Players at his stops have loved playing for Arians because he rules with tough love. He doesn't sugarcoat. If you're playing badly, he'll tell you -- and not always in a nice way. He yells. He screams. He loses his temper one second and he hugs you the next. It's a rare trait, Keim said, but Arians has mastered the art of having a short memory.
“You respect that as a player,” Campbell said.
Kicker Jay Feely, who's in his fourth season with the Cardinals, said the coaches who knew Arians warned the players about him from day one.
“Don't take it personal,” Feely said they told the players. “He's going to call you out and you've got to be able to take it like a man and move forward.”
While the players bought into who Arians was, they didn't always buy into the offense.
Outsiders saw the Cardinals struggle to understand his complex scheme through the first seven weeks. They saw Palmer's interceptions and holes in the offensive line, but what they didn't see was Arians' football genius at work.
“He understands the game so well, everything comes so easy to him, so he expects everybody else at times to be as smart and understand concepts as well as he does,” Keim said.
When they don't, Arians has been known to get “hot,” Keim said. But Arians won't let his ego get in the way of winning. He simplified the offense to a level for everyone -- players and assistants, alike -- to understand.
Even then, Keim saw Arians' softer side emerge while he challenged players.
“You don't want to let him down,” Dansby said. “He comes off as a father figure and you don't want to let your father down. You never want to let your father down, so that's how we look at it. That's how we feel.”

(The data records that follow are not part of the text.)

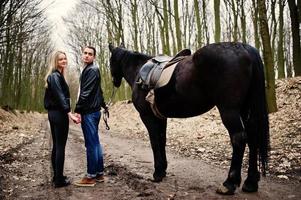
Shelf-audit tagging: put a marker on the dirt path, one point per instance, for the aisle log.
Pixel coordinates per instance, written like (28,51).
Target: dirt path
(129,167)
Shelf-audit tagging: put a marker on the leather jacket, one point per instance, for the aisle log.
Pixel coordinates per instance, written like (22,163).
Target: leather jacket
(57,95)
(91,96)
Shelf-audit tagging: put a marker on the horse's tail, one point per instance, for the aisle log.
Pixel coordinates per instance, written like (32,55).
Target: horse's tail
(257,126)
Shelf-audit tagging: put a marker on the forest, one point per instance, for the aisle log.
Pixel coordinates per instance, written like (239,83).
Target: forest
(149,26)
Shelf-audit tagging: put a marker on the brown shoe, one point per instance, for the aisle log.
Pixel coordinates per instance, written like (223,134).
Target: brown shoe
(86,182)
(99,178)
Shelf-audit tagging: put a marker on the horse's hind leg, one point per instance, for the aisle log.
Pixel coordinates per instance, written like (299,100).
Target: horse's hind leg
(251,183)
(232,121)
(157,133)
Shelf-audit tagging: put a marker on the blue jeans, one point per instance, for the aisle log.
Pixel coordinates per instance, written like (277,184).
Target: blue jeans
(93,148)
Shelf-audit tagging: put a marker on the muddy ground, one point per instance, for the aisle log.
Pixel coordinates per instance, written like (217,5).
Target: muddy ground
(198,156)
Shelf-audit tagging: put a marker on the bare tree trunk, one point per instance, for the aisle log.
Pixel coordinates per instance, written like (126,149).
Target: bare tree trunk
(243,20)
(134,13)
(280,52)
(217,23)
(255,21)
(267,56)
(206,32)
(178,26)
(198,23)
(166,50)
(296,36)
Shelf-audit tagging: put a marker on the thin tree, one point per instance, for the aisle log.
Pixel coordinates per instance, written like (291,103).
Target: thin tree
(267,56)
(295,28)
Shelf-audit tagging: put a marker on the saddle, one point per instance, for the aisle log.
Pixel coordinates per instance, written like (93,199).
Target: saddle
(157,72)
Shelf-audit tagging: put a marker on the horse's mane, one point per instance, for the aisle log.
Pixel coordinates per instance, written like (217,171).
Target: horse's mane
(128,56)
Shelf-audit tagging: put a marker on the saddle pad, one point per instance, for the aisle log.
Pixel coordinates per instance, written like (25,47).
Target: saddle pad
(166,75)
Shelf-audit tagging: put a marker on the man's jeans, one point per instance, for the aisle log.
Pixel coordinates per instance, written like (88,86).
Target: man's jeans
(93,148)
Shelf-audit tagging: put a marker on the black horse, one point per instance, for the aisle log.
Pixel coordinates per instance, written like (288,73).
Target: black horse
(229,76)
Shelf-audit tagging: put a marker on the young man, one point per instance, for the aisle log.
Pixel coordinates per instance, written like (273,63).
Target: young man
(89,103)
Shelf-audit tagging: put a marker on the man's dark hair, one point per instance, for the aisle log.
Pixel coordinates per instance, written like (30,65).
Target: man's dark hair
(90,47)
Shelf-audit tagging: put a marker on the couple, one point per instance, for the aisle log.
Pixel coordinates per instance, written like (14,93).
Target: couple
(87,112)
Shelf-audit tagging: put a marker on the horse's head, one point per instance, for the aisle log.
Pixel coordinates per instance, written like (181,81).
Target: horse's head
(115,64)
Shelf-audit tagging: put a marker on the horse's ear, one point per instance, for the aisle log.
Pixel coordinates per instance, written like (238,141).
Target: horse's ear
(121,45)
(111,47)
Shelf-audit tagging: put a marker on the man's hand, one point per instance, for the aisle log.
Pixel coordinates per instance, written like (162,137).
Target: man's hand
(106,112)
(76,118)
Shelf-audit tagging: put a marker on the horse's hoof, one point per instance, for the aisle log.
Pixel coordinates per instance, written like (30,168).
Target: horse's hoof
(157,180)
(249,187)
(225,191)
(158,177)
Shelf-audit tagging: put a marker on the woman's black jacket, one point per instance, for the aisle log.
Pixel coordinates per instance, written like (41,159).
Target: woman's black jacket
(57,95)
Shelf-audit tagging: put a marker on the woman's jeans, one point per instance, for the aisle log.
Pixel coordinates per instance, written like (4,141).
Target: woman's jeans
(59,125)
(89,125)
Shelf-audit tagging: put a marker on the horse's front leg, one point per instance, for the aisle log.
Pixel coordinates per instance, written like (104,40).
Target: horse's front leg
(157,133)
(232,121)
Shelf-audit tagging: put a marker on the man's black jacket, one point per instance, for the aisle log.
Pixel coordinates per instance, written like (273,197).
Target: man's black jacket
(90,97)
(57,96)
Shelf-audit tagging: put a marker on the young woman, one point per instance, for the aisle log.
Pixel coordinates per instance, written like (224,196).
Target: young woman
(57,102)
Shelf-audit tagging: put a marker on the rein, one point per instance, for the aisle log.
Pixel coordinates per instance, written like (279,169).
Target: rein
(106,114)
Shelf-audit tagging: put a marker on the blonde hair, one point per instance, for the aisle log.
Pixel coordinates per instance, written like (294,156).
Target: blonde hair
(53,65)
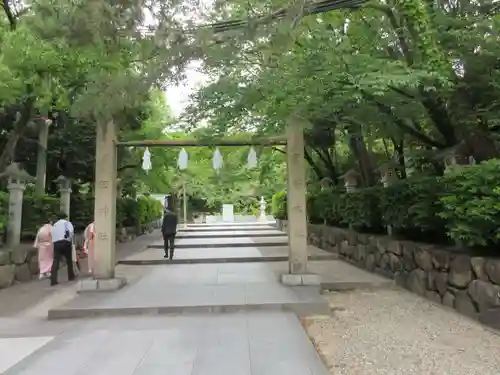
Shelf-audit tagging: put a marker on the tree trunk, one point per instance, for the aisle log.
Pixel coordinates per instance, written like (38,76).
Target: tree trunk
(358,149)
(8,151)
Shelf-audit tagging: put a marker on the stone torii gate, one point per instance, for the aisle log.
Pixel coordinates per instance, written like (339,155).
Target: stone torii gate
(106,194)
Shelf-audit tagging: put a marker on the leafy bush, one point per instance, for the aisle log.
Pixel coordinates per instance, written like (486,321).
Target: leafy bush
(412,208)
(37,210)
(323,207)
(279,205)
(361,210)
(471,204)
(4,211)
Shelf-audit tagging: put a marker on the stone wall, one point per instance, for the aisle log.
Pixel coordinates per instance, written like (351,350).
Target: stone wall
(469,284)
(20,264)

But what makes Arians one of the best coaches in the NFL isn't his offensive ingenuity, his attention to detail -- one player said Arians harped on him about lining up five inches to the wrong side, which eventually was the difference in making a catch or not -- or his tactical skills.
It's his humility.
Arians will do things his way. He doesn't have a problem, Keim observed, telling his assistants he made a mistake or taking the blame if something didn't go right. He'll even stray from the foundation of his offense if it'll help the Cardinals win. He's been throwing fewer downfield passes during Arizona's recent run. Arians even used defensive tackle Alameda Ta'amu as a fullback on Sunday -- a position not included in Arians' offense.
“That's a tough pill to swallow for a lot of these guys who have big egos,” Keim said. “Bruce is so confident in himself that he's not scared to tell you, ‘I made a mistake, I should have done this different or I could've done this different.'
“Now, he doesn't have to do this often, because he's done a fantastic job.”